Estes são três grandes, mega projetos de Engenharia de Recursos Hídricos no planeta. Observe quanto tempo durou cada um deles, seus aspectos, seu orçamento. Pois é! Com isso, quero te trazer para nossa realidade, porque existe uma dessas aqui, com um super importância do ponto de vista de abastecimento hídrico, tanto quanto do econômico (piscicultura, agroindústria, etc).

Estamos falando da Transposição das Águas do Velho Chico, denominado formalmente de PIRSF (Projeto de Integração do Rio São Francisco). Uma obra que prevê 477km (quilômetros) de canais em dois grandes eixos (Norte e Leste), passando por Paraíba, Pernambuco, Rio Grande do Norte e Ceará, e garantindo segurança hídrica para 12 milhões de pessoas. O projeto que é tido estruturalmente como completo e, sem sombra de dúvidas, um grande desafio técnico.

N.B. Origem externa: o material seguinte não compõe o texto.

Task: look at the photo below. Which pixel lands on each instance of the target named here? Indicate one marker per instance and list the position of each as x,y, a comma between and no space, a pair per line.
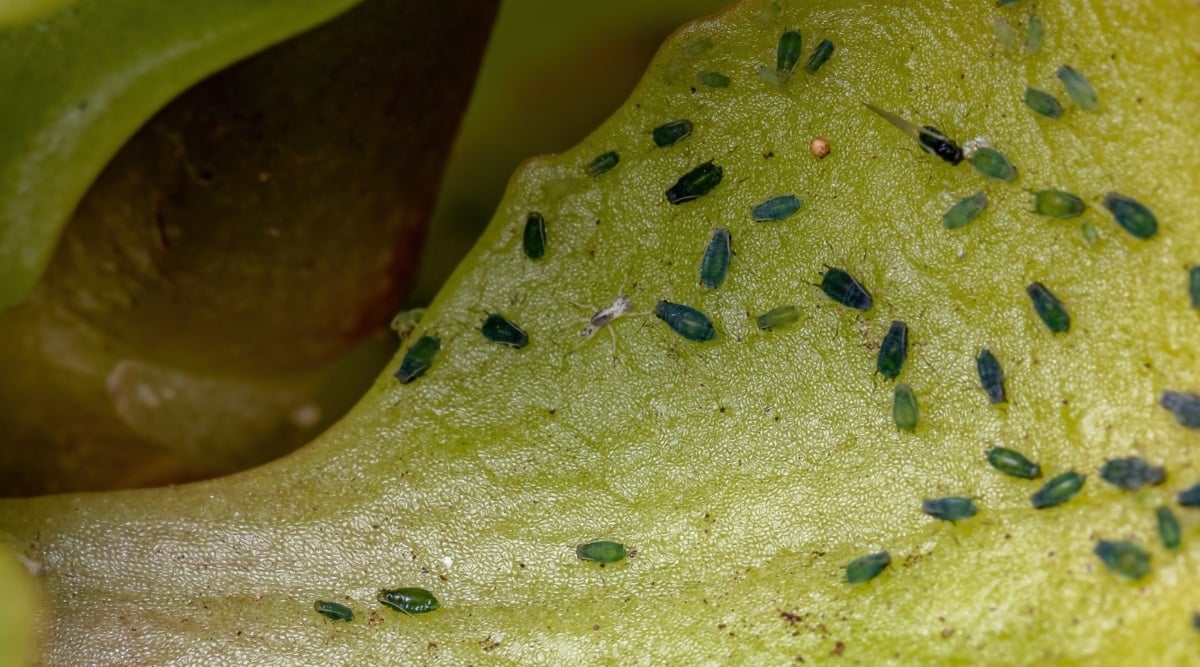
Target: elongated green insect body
534,240
1168,528
1057,204
965,210
820,56
777,208
685,320
843,288
409,600
991,377
1057,491
953,508
1048,306
603,163
775,318
1079,89
715,263
695,184
993,163
1132,473
867,568
671,133
1123,558
418,359
502,330
1132,215
893,350
905,412
333,611
1013,463
601,551
1186,407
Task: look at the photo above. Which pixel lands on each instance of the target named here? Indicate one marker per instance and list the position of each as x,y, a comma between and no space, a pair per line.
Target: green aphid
418,359
713,79
1132,473
893,350
820,56
333,611
867,568
1042,102
1132,215
1168,528
685,320
965,210
953,508
1057,204
1078,88
905,412
603,163
787,53
601,551
695,184
534,240
409,600
777,318
1013,463
670,133
1057,491
777,208
1123,558
1049,308
993,163
502,330
715,263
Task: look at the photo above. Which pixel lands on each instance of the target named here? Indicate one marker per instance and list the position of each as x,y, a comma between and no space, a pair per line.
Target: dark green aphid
905,412
601,551
843,288
333,611
993,163
1057,491
1132,215
787,53
713,79
535,235
777,208
1042,102
1049,308
929,137
1168,528
1057,204
774,318
603,163
1013,463
1132,473
409,600
418,359
1126,559
1186,407
685,320
670,133
893,350
964,211
820,56
715,263
867,568
1078,88
499,329
953,508
695,184
991,377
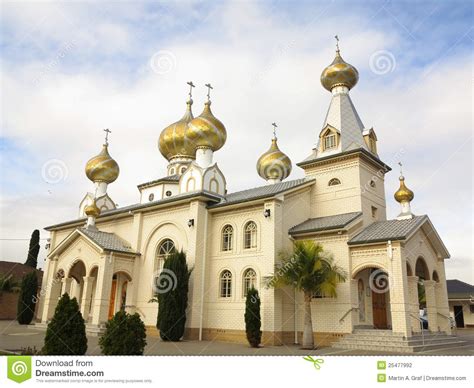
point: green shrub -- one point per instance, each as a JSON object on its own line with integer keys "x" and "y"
{"x": 252, "y": 318}
{"x": 33, "y": 250}
{"x": 172, "y": 292}
{"x": 27, "y": 299}
{"x": 66, "y": 333}
{"x": 124, "y": 335}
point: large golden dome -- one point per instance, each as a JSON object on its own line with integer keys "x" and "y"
{"x": 174, "y": 139}
{"x": 207, "y": 131}
{"x": 102, "y": 168}
{"x": 274, "y": 164}
{"x": 403, "y": 194}
{"x": 339, "y": 73}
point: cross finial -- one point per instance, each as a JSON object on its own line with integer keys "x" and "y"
{"x": 191, "y": 86}
{"x": 401, "y": 168}
{"x": 275, "y": 126}
{"x": 107, "y": 131}
{"x": 209, "y": 87}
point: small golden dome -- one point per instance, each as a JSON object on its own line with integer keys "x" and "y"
{"x": 174, "y": 139}
{"x": 207, "y": 131}
{"x": 339, "y": 73}
{"x": 403, "y": 194}
{"x": 274, "y": 164}
{"x": 102, "y": 168}
{"x": 92, "y": 210}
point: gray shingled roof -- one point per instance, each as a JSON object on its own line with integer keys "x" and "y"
{"x": 388, "y": 230}
{"x": 459, "y": 289}
{"x": 170, "y": 178}
{"x": 108, "y": 241}
{"x": 325, "y": 223}
{"x": 259, "y": 192}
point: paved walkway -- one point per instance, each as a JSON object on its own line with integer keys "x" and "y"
{"x": 14, "y": 337}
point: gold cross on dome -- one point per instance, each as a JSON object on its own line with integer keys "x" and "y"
{"x": 209, "y": 87}
{"x": 275, "y": 126}
{"x": 107, "y": 131}
{"x": 191, "y": 86}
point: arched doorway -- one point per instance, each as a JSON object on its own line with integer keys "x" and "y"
{"x": 77, "y": 273}
{"x": 373, "y": 298}
{"x": 118, "y": 293}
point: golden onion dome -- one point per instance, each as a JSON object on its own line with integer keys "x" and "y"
{"x": 174, "y": 139}
{"x": 339, "y": 73}
{"x": 206, "y": 131}
{"x": 274, "y": 164}
{"x": 102, "y": 168}
{"x": 92, "y": 210}
{"x": 403, "y": 194}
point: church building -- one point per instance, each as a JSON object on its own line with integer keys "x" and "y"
{"x": 110, "y": 257}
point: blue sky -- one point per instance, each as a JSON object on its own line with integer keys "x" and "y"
{"x": 71, "y": 69}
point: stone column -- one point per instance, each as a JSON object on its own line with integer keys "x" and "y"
{"x": 442, "y": 303}
{"x": 414, "y": 304}
{"x": 399, "y": 301}
{"x": 432, "y": 311}
{"x": 52, "y": 293}
{"x": 86, "y": 297}
{"x": 67, "y": 284}
{"x": 102, "y": 292}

Por isso, antes de ousar, é importante verificar realmente a necessidade de tal empreendimento. Com isso, agora quero falar sobre Gestão, mas de recursos hídricos. Claro, relacionando também (talvez, infelizmente) com a política. Há os que dizem ser desnecessário o PIRSF, como também há os que defendem ferrenhamente. A verdade, é que ambos nos seus argumentos se complementam.

Se tivéssemos uma Gestão e Fiscalização dos reservatórios com programas que garantissem a não degradação dos ecossistemas aquáticos, como a perda das matas ciliares que gera o assoreamento (consequentemente, a perda de potencial hídrico), assim como outros aspectos ambientais, sobretudo também a fiscalização também no caminhamento das adutoras que levam água em terra e/ou enterradas (visando não haver ligações clandestinas) e nas barragens, para o que o uso não autorizado não acontecesse, evitando perdas, sempre evitando. Estaríamos certamente em melhores condições.

Mas a verdade é que a Transposição do São Francisco não tem lado, ela surge de uma necessidade do não acontecimento de parte de tudo que foi falado, como também do pouco potencial hídrico de uma região que concentra 28% da população brasileira e tem apenas 3% de água doce potável, que temos que grande parte desta (bota grande nisso) concentrado na Bacia Hidrográfica do Rio São Francisco, se tornando forte o argumento técnico em favor de transpor essas águas pras regiões com mais déficit e balancear amenizando a estiagem do Nordeste (NE).

Um grande projeto com muitos contrastes, esse é o PIRSF, uma das maiores obras/projeto de infraestrutura hídrica do mundo em andamento!